Que faire des vieux P-3 Orion de l’aéronavale américaine ?

Que faire des vieux P-3 Orion de l’aéronavale américaine ?

Voilà une question qui mérite d’être posée. Alors que l’US Navy voit sa flotte de Boeing P-8 Poseidon grandir de mois en mois – elle a réceptionné début janvier son vingt-et-unième biréacteur de patrouille maritime – la situation des Lockheed P-3 Orion laisse songeur. Que vont devenir ces quadriturbopropulseurs après leur retrait du service opérationnel ? Faisons donc un tour des possibilités.

Les revendre semble une bonne idée, plusieurs d’entre-eux ont encore un certain potentiel. Les clients du P-3 Orion sont légion, notamment ceux qui actuellement utilisent de vieux P-3B datant des années 1970 et qui aimeraient certainement rajeunir leur flotte. Sans compter que la marine américaine pourrait être amené à cannibaliser une partie de ses anciens avions en vue du maintien en condition des avions encore en service.

Une autre option envisageable : que les avions soient rachetés aux États-Unis, au Canada, ou en Europe sur le marché civil. Bien entendu ces avions ne réaliseraient plus de missions de Patmar, mais seraient transformés en bombardiers d’eau pour la lutte contre les feux de forêts. Plusieurs anciens P-3A et B volent déjà de par le monde dans cette configuration, la turbopropulsion apportant un regain de sécurité pour les équipages.

Et puis il faut se rendre à l’évidence, beaucoup vont finir leur carrière en pourrissant sur pied dans le désert américain de la base de Davis-Monthan. C’est aussi comme ça que nombre d’avions militaires américains terminent leur vie. Un cimetière qui n’en porte pas le nom.

Quelque soit l’issue proposée pour ces avions, on peut être sûr que les gestionnaires des comptes de l’US Navy sauront faire au mieux pour renflouer leurs caisses.

Arnaud
Passionné d'aviation tant civile que militaire depuis ma plus tendre enfance, j'essaye sans arrêt de me confronter à de nouveaux défis afin d'accroitre mes connaissances dans ce domaine.

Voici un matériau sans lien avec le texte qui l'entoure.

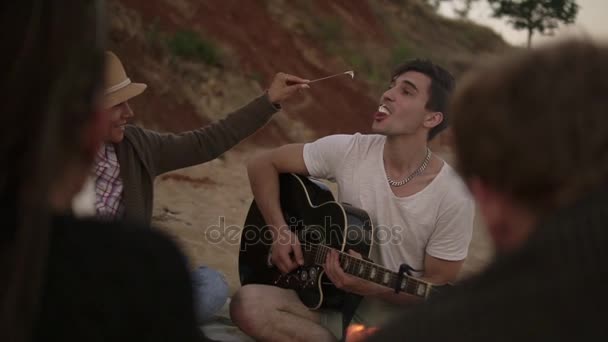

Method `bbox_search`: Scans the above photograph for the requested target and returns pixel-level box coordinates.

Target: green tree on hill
[488,0,579,48]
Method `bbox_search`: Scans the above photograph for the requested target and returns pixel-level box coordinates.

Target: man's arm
[325,251,464,304]
[247,144,308,273]
[140,73,308,175]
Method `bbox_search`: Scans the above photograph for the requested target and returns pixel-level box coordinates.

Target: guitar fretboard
[303,244,432,298]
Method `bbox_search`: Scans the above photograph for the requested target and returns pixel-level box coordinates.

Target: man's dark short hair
[391,59,454,140]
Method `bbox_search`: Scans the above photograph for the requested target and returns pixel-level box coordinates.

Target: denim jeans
[192,266,228,324]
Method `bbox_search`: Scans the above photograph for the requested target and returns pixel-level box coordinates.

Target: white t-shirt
[304,134,474,271]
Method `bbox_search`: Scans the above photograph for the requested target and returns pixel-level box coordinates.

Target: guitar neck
[304,245,433,298]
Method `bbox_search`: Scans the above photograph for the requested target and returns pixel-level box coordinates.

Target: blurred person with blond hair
[369,39,608,341]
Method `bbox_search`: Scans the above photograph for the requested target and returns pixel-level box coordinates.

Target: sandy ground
[153,151,492,293]
[153,150,493,341]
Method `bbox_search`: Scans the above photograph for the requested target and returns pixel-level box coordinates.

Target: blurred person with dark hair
[0,0,209,342]
[230,59,474,341]
[369,39,608,341]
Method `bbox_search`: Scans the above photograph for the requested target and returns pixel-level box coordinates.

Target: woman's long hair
[0,0,104,341]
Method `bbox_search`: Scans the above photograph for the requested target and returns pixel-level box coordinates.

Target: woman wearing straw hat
[94,51,308,323]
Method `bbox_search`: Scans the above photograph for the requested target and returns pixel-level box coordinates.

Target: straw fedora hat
[104,51,148,108]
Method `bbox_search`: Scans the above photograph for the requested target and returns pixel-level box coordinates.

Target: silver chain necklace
[386,147,431,187]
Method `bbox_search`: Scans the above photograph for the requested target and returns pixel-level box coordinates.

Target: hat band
[106,78,131,95]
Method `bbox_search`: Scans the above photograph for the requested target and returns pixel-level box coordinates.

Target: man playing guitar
[230,60,474,341]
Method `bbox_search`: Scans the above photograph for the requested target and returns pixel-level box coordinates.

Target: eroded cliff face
[108,0,502,289]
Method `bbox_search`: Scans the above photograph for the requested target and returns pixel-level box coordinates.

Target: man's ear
[423,112,443,129]
[468,178,535,252]
[468,177,509,249]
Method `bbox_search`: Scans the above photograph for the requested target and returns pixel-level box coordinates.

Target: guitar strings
[303,244,432,289]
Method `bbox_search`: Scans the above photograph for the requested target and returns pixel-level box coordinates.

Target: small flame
[346,323,378,342]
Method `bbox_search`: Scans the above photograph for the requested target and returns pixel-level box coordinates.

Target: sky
[439,0,608,46]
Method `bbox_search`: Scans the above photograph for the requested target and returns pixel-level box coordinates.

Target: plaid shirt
[95,144,124,218]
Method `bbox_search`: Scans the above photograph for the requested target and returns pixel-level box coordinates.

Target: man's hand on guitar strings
[323,249,380,296]
[270,227,304,273]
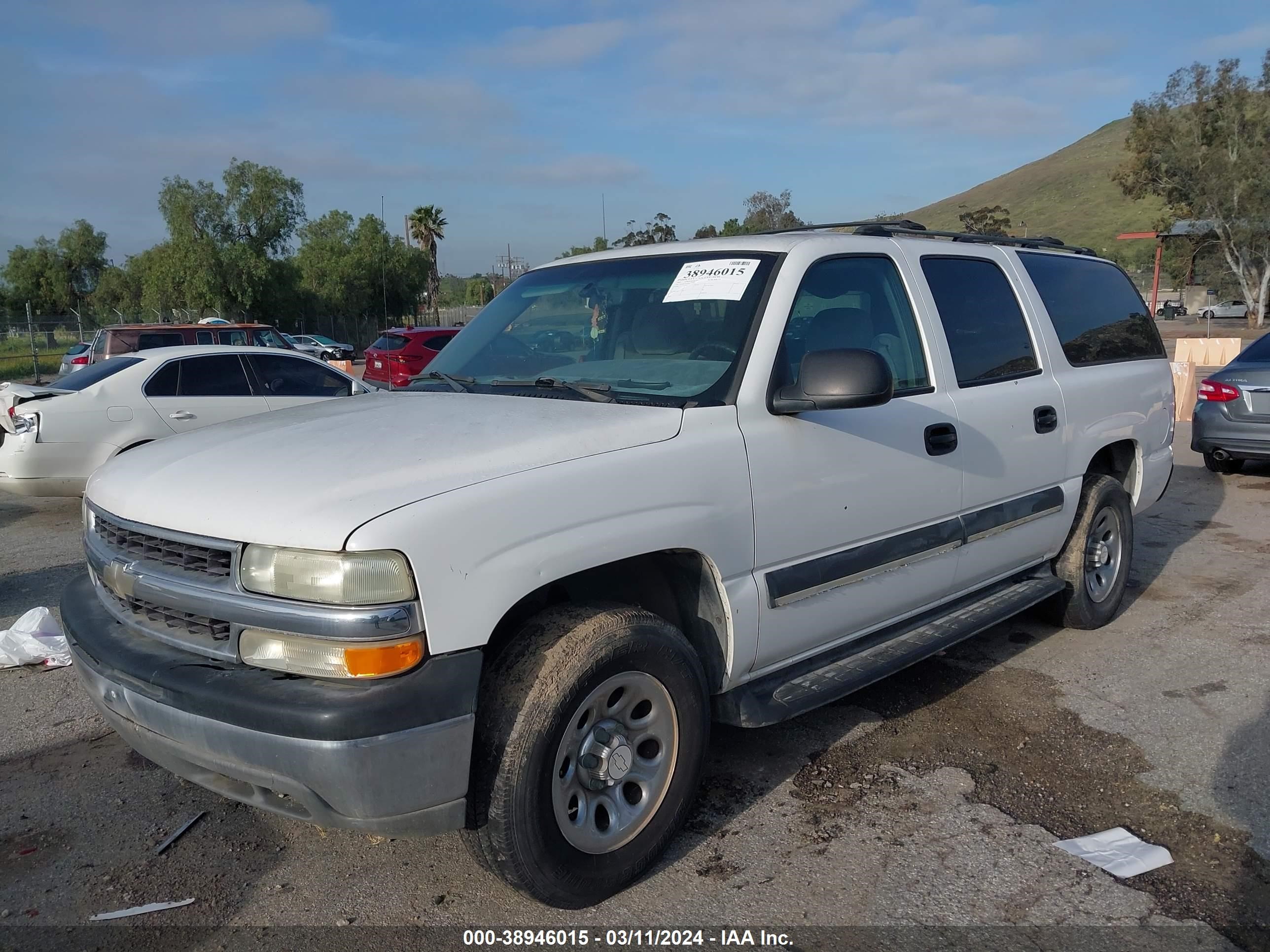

Grand amateur de coups de gueules, de bonnes bouffes, et de soirées entre amis.

4 COMMENTAIRES

  1. Avec les nombreux feux de forêts qui sévissent en Californie, les dirigeants étasuniens seraient bien avisés de transformer les P-3 Orion en bombardiers d’eau. Les CL-415 québécois peuvent prêter assistence à nos voisins étasuniens à partir des mois d’automne. La transformation d’avions comme les Grumman S-2 Tracker en bombardiers d’eau revient à moindre prix que l’achat de CL-415.

  2. Le Canada devrait en prendre une douzaine, 2 au nouveau standart de nos CP-140, 6-8 pour les mission SAR. Sont autonomie, sa fiabilité et sont équipement en font un avion parfait. FLIR/DLIR, Lampe, bouée acoustique (pour trouver une boite noir ou une navire avec survivant sous la surface de l’eau), Système de communication multi frequence… Et selon, il serait peut etre possible de mettre le meme genre de porte lateral arriere que sur les CC-130, ce qui oermet de largue des SARTACH pour le sauvetage…

  3. Bombardier d’eau ? Pourquoi pas. Ce serai mieux de les convertir comme les Atlantiques 2 de la MN : GBU-12 etc…
    autonomie plus accru que les chasseur/bombardier. Bon après c’est sur qu’ils auront besoin de petite modifications pour des tirs autonomes, mais vue les ricains et leurs planches à billets, ce n’est pas impossible.
    Après la transformation en Bombardier d’eau semble la plus logique. Mais comme les USA en ont pas loin de 700 P-3 Orion; 100 voir 150 au mieux pourront être convertis en Bom. d’eau.

  4. Les forces armees Vietnamiennes sont sur les rangs pour en acheter quelques uns suite a la visite du chef des armees US au Viet-Nam en fin 2014. Il faut dire qu’il n’y a pas d’equivalent credible dans ce que peuvent proposer les Russes ou les Chinois.